Les 4 petits bonheurs de Marie-Christine

 

Au milieu de la nuit, après les premières heures réparatrices, il m’arrive souvent de m’éveiller un instant. J’avais à peine dix que déjà je goûtais avec volupté ce temps de douceur nocturne, de silence tout à moi. Je me laisse voguer ver le plaisir de l’endormissement qui revient m’envelopper pour une seconde part de nuit, peuplée de rêves. Et je suis étonnée et presque déçue lorsque, ayant dormi d’une traite, j’ai manqué ce rendez-vous.

 

Un soir, le parfum du jasmin est là. J’ai veillé à bien orienter ses tiges, à l’arroser, une année durant.

J’ai observé semaine après semaine l’apparition de ses nouvelles minuscules lianes, noté le renflement des ses bourgeons rougeoyants, qui laissaient deviner la blancheur des pétales.
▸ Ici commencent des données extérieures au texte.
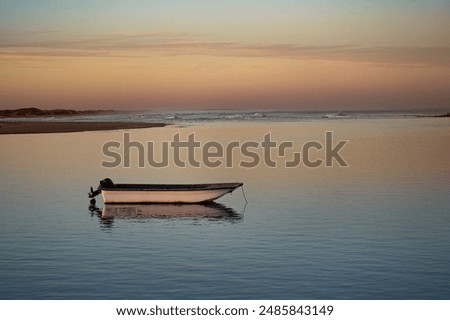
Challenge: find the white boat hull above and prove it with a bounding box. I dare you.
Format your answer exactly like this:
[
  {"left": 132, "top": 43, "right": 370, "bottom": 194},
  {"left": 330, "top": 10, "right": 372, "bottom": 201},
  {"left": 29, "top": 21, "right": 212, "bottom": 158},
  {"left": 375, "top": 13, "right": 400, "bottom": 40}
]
[{"left": 102, "top": 188, "right": 235, "bottom": 203}]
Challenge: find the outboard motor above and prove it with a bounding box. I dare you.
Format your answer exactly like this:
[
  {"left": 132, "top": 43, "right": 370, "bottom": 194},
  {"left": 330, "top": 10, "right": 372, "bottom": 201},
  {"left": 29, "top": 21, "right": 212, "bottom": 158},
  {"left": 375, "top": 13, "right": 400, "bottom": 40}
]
[{"left": 89, "top": 178, "right": 114, "bottom": 198}]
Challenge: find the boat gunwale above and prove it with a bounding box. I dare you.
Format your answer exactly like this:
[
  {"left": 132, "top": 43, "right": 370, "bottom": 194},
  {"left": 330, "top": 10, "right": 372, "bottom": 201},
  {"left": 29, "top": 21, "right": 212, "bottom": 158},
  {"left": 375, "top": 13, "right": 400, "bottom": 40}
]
[{"left": 99, "top": 182, "right": 243, "bottom": 192}]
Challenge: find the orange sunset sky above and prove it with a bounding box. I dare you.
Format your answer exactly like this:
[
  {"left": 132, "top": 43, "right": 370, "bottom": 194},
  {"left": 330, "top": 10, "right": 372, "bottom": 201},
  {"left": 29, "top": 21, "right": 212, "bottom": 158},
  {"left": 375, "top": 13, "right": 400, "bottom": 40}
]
[{"left": 0, "top": 0, "right": 450, "bottom": 110}]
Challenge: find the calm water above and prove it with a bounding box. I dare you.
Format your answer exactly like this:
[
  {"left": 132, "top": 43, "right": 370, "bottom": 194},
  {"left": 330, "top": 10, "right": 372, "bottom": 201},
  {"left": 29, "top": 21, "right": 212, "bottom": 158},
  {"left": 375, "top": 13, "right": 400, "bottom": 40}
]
[{"left": 0, "top": 119, "right": 450, "bottom": 299}]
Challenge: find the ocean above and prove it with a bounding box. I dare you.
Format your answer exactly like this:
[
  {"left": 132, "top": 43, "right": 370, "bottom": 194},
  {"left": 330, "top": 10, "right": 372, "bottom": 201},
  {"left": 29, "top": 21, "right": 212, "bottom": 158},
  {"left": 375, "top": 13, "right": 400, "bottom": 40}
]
[{"left": 0, "top": 111, "right": 450, "bottom": 300}]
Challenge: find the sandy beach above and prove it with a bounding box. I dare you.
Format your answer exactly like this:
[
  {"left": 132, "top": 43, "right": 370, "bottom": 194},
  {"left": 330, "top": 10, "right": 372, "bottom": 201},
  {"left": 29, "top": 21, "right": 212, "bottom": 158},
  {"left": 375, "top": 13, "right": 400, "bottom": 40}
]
[{"left": 0, "top": 121, "right": 165, "bottom": 134}]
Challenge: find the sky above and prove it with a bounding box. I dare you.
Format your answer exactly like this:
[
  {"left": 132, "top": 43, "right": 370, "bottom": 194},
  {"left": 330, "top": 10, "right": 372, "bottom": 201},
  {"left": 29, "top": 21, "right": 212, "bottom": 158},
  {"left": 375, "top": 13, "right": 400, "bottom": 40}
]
[{"left": 0, "top": 0, "right": 450, "bottom": 110}]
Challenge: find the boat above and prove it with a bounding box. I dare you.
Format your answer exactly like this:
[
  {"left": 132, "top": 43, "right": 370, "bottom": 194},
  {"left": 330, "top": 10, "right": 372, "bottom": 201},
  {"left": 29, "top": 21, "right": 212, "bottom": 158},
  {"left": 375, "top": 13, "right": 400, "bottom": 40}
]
[
  {"left": 99, "top": 202, "right": 242, "bottom": 220},
  {"left": 89, "top": 178, "right": 243, "bottom": 203}
]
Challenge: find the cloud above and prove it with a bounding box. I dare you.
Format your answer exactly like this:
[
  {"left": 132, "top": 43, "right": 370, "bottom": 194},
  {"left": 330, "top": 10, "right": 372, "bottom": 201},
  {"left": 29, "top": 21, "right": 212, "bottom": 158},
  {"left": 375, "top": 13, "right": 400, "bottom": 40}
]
[{"left": 0, "top": 32, "right": 450, "bottom": 67}]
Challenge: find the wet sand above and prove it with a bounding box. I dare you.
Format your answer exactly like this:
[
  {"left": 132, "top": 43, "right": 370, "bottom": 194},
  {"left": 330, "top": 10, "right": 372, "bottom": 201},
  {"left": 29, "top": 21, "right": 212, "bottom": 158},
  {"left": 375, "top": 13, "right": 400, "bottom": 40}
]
[{"left": 0, "top": 121, "right": 165, "bottom": 134}]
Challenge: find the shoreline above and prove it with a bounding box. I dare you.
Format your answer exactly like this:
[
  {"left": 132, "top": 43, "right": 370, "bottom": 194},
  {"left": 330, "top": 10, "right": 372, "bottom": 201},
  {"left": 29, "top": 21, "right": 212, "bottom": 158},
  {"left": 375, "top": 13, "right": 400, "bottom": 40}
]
[{"left": 0, "top": 121, "right": 167, "bottom": 135}]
Et un soir, dans la tiédeur revenue du printemps, le parfum capiteux des fleurs me récompense d’une bouffée de joie.

 

Le printemps encore, qui nous offre au bord des chemins les asperges sauvages. On sait bien qu’elles vont apparaître. Mais quand ? On passe et repasse le long des haies, à l’orée des bois, et soudain en voilà une. Quelle joie enfantine de traquer chaque pousse, à proximité des tiges d’asparagus, de les débusquer malgré leur habileté à se fondre dans le décor ! Avant de laisser leur goût s’épanouir le soir même dans une petite omelette.

 

Un sachet d’infusion menthe réglisse. Une boule de glace à la réglisse. Le monde en est transformé. S’il est besoin pour vivre d’une bonne raison, la réglisse y suffit. Les cubes de pâte à la réglisse aussi… Je vous prie de m’excuser, je vous laisse, j’ai quelque douceur à aller quérir...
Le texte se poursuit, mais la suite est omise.